I might have overlooked something, but I could not find any information on what the maximum concentration of sodium deoxycholate in my buffer can be for StrepTagII-Streptavidin purification.
In my sample, I have 1% DOC and I cannot dilute it out because this will facilitate protein aggregation.
Does anyone have experience with this?
I might be able to replace the DOC with SDS or NP40 if DOC has to be lowered.
Thank you!
Hello,
I don't know much about DOC or NP40, but you may have a look at this:
http://www.iba-lifesciences.com/tl_files/uploads/bilder/produkte/streptag/Downloads/Reagents%20compatible%20with%20Strep-tag.pdf
I think that if you want to use DOC, you may try and see what happens, or you can contact the technical support of IBA, they usually answer quite fast!
Hi Simone,
thank you for your answer. I already had this list, but I might try contacting the support. And also just give it a shot with the 1% DOC I have as well!

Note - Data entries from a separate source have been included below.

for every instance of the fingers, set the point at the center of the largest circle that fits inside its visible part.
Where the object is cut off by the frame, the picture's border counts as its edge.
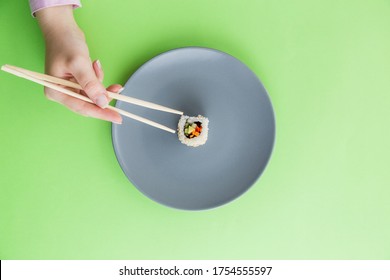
(85, 75)
(115, 88)
(97, 67)
(84, 108)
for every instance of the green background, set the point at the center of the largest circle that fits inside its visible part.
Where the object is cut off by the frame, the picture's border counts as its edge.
(324, 195)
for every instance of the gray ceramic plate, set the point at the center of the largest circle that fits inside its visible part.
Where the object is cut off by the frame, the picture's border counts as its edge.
(241, 129)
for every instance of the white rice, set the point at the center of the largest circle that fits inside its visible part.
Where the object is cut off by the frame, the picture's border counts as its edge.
(195, 141)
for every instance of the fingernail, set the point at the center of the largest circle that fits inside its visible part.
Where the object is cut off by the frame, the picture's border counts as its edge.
(99, 64)
(102, 101)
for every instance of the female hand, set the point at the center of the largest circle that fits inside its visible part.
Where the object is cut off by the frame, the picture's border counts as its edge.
(67, 57)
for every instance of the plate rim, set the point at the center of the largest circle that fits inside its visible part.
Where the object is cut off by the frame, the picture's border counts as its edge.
(267, 161)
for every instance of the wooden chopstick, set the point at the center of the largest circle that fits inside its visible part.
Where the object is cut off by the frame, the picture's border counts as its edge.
(56, 87)
(112, 95)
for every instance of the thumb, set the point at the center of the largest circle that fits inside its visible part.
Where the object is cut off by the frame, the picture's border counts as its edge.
(86, 77)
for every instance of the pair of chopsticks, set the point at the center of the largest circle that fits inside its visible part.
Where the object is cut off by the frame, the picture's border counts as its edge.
(57, 83)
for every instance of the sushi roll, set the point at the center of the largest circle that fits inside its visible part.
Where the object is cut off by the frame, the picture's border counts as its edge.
(193, 131)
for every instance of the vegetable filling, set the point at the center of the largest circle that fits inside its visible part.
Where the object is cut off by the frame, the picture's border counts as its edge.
(192, 130)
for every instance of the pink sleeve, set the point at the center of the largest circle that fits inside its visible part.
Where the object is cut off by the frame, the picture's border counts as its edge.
(37, 5)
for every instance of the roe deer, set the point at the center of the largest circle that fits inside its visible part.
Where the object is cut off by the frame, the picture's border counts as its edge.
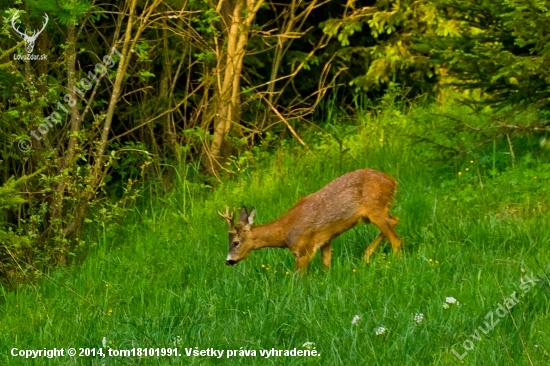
(363, 195)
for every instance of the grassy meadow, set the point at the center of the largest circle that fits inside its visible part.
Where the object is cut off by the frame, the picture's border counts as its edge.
(472, 229)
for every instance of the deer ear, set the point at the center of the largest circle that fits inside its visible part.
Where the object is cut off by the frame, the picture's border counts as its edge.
(244, 215)
(251, 216)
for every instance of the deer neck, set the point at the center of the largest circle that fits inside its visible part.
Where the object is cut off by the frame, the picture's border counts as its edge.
(270, 235)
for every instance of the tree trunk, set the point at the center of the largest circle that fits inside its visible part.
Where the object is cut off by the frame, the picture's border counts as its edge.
(238, 16)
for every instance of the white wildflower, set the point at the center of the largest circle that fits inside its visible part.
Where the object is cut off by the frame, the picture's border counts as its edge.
(177, 341)
(418, 317)
(450, 300)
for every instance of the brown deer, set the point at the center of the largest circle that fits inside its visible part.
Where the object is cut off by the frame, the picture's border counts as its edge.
(363, 195)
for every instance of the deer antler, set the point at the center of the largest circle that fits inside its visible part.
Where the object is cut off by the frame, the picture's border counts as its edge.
(13, 19)
(230, 219)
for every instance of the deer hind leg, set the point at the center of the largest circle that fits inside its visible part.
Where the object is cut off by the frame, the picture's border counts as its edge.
(385, 225)
(326, 254)
(303, 256)
(372, 247)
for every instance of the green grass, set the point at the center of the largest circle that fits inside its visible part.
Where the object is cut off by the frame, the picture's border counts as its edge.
(159, 280)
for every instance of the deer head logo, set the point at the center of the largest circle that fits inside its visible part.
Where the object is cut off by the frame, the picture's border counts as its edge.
(29, 39)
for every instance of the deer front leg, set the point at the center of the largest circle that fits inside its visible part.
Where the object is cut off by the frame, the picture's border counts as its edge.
(303, 254)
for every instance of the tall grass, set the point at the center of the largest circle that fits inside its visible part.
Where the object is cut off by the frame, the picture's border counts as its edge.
(159, 280)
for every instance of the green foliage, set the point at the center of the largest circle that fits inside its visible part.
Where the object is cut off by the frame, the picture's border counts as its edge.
(502, 50)
(159, 279)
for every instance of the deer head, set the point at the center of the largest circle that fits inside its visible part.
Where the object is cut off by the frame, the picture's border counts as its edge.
(238, 248)
(29, 39)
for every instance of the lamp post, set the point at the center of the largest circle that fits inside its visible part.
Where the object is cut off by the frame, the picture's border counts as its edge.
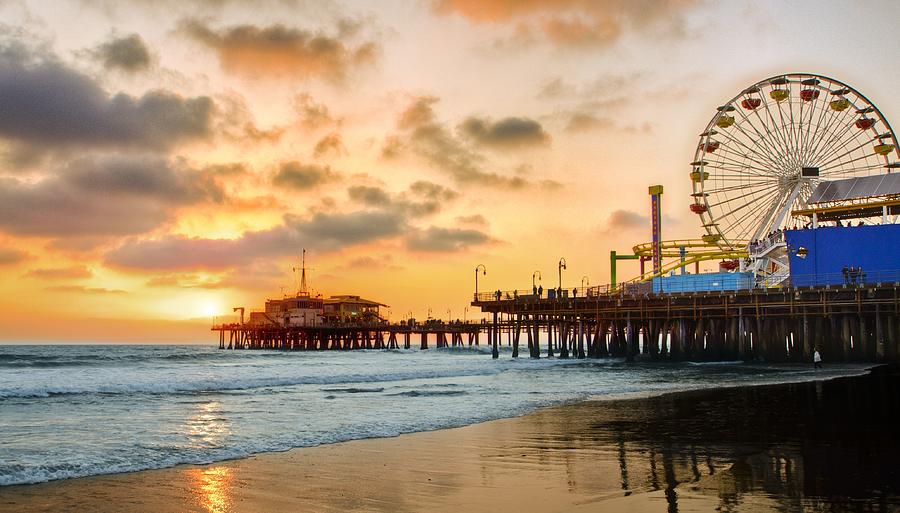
(483, 271)
(562, 265)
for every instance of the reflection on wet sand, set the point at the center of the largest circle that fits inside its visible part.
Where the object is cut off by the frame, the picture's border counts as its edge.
(212, 487)
(815, 447)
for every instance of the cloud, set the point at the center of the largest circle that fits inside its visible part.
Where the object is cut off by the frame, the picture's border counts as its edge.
(184, 281)
(83, 290)
(126, 53)
(576, 23)
(324, 232)
(236, 122)
(432, 191)
(372, 263)
(299, 176)
(476, 219)
(421, 134)
(369, 196)
(58, 273)
(12, 256)
(585, 122)
(627, 219)
(447, 240)
(331, 144)
(47, 105)
(96, 196)
(511, 132)
(281, 51)
(384, 216)
(312, 114)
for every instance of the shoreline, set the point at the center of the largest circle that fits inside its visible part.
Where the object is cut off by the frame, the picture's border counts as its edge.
(555, 444)
(845, 371)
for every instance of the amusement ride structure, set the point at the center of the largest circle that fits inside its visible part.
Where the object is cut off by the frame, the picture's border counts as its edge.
(762, 157)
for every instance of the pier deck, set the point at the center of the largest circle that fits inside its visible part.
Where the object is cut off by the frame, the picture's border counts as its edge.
(851, 322)
(345, 337)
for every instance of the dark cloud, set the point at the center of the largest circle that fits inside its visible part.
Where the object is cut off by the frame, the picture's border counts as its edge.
(577, 23)
(330, 145)
(446, 240)
(369, 196)
(47, 105)
(302, 176)
(58, 273)
(384, 216)
(103, 196)
(126, 53)
(432, 141)
(432, 191)
(278, 50)
(12, 256)
(511, 132)
(322, 232)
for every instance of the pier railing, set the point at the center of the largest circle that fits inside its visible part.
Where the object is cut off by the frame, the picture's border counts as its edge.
(853, 277)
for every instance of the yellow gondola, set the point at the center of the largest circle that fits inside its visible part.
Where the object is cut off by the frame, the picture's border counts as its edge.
(699, 176)
(839, 105)
(779, 95)
(884, 149)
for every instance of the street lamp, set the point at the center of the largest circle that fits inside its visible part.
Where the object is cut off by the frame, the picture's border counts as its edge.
(562, 265)
(483, 271)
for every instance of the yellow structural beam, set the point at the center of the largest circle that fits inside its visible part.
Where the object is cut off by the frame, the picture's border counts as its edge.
(695, 251)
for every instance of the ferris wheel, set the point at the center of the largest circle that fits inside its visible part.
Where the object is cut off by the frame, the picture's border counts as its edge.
(766, 149)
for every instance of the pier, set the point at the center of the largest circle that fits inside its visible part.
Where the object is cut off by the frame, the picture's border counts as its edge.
(849, 322)
(346, 337)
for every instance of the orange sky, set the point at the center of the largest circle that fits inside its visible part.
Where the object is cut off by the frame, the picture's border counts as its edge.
(163, 162)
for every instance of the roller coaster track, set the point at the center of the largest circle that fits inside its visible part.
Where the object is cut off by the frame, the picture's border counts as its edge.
(696, 250)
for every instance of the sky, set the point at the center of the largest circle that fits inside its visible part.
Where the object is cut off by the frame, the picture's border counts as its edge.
(164, 161)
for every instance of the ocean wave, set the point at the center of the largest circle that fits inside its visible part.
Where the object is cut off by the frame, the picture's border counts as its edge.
(226, 384)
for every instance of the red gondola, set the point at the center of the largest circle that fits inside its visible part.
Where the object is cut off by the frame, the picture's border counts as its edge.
(751, 103)
(809, 95)
(865, 123)
(728, 265)
(709, 147)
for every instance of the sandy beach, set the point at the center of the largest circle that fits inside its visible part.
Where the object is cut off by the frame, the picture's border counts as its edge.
(819, 446)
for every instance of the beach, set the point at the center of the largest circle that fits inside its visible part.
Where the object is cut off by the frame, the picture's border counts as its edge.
(812, 446)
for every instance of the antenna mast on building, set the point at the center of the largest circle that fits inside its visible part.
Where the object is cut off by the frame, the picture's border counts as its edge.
(303, 290)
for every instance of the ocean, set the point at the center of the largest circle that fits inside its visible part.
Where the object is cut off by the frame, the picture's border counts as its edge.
(69, 411)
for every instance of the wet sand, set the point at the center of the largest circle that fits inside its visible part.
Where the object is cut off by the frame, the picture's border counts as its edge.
(821, 446)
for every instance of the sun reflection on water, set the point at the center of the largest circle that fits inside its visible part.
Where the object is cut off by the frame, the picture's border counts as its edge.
(212, 488)
(207, 427)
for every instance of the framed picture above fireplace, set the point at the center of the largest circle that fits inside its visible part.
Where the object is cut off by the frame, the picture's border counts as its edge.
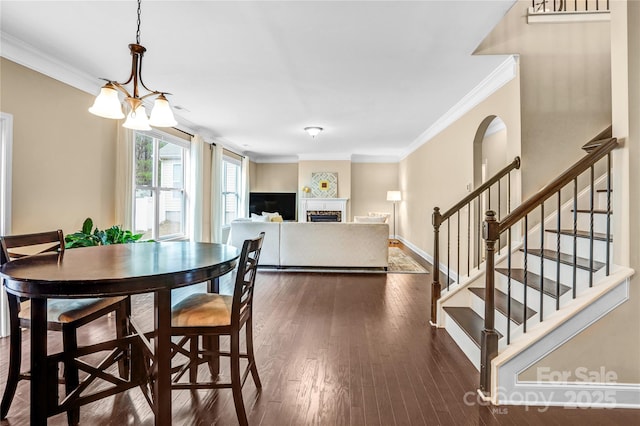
(324, 185)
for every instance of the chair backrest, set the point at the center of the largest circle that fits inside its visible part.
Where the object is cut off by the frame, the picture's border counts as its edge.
(43, 242)
(245, 279)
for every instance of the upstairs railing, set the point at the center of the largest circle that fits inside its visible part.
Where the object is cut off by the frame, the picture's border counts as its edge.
(569, 5)
(479, 196)
(494, 228)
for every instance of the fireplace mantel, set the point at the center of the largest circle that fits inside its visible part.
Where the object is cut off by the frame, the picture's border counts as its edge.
(323, 204)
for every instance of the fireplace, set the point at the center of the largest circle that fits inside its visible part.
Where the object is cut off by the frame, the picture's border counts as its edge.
(324, 216)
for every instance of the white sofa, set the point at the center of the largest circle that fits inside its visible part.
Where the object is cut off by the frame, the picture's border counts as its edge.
(242, 229)
(317, 244)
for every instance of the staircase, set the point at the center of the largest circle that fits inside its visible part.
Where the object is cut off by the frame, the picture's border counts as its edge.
(552, 271)
(465, 321)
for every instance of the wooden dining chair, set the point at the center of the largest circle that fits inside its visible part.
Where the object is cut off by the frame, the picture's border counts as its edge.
(64, 315)
(210, 315)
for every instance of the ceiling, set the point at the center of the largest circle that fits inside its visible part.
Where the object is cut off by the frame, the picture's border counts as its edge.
(376, 75)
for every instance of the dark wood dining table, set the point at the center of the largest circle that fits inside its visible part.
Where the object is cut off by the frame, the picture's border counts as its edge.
(112, 270)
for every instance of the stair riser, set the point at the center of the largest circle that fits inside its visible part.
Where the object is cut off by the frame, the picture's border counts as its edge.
(550, 270)
(477, 304)
(533, 296)
(582, 245)
(599, 222)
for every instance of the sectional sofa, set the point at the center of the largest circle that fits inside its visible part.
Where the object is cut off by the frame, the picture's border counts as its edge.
(317, 244)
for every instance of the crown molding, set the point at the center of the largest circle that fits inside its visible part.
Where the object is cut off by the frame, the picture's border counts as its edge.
(503, 74)
(27, 55)
(390, 158)
(325, 157)
(279, 159)
(495, 126)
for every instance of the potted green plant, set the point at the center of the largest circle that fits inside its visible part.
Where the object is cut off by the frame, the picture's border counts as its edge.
(88, 236)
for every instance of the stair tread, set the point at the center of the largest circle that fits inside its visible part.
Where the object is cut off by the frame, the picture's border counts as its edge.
(595, 211)
(500, 299)
(533, 281)
(470, 322)
(567, 259)
(582, 234)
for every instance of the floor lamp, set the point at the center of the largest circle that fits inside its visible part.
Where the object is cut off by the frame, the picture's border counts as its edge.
(394, 196)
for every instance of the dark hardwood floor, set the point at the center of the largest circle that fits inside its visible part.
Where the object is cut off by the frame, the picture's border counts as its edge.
(332, 349)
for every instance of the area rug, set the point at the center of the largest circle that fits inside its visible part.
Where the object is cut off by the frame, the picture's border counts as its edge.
(401, 263)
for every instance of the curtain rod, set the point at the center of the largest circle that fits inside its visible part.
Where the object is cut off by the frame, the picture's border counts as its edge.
(191, 135)
(212, 143)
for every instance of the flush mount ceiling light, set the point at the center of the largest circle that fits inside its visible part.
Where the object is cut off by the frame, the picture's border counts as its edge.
(313, 131)
(107, 103)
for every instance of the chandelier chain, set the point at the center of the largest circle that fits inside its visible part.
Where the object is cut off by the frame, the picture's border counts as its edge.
(138, 31)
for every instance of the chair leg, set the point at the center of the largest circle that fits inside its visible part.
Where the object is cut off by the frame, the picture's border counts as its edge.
(236, 383)
(193, 358)
(211, 345)
(122, 330)
(13, 376)
(250, 355)
(71, 377)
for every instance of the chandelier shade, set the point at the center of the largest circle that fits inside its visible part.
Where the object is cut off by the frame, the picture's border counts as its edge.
(108, 105)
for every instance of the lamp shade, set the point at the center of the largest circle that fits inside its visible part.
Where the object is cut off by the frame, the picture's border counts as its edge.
(161, 114)
(107, 104)
(137, 120)
(394, 196)
(313, 131)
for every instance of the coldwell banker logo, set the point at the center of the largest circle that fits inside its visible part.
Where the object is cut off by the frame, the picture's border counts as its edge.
(542, 400)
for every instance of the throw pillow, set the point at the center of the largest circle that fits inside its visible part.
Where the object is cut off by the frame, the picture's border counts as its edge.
(258, 218)
(270, 215)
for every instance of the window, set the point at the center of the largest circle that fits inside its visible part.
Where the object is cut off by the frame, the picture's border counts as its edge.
(231, 185)
(160, 196)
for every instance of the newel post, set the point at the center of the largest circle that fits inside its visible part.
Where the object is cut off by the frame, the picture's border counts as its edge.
(489, 340)
(436, 220)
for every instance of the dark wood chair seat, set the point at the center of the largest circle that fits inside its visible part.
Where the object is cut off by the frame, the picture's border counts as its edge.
(202, 310)
(63, 311)
(64, 315)
(201, 317)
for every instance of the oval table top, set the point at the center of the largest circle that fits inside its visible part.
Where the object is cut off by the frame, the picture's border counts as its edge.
(118, 269)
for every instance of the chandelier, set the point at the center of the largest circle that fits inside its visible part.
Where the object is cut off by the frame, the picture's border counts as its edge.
(107, 103)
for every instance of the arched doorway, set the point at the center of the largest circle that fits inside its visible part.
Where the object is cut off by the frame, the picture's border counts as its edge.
(490, 155)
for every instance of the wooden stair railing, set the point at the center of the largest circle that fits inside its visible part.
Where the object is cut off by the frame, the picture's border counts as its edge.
(569, 6)
(440, 218)
(493, 228)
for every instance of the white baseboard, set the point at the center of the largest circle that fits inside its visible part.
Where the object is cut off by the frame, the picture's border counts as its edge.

Hi Chiara, is there a reason why you need to use streptavidin rather than StrepTactin? Can you also increase the salt concentration to keep your protein soluble (or add proline) rather than use DOC?
Anyway, the IBA list includes a number of ionic detergents, including SDS. Perhaps begin by determining the relative molecular weight of SDS to that of DOC, as well as the charge relative to that of DOC, to estimate how high a DOC concentration (% w/v) you might be able to use.
Nonidet P40 and NP-40 (nonylphenoxypolyethoxyethanol), unlike DOC, are both non-ionic detergents so I don't think they will work well as a substitute if you are depending on DOC.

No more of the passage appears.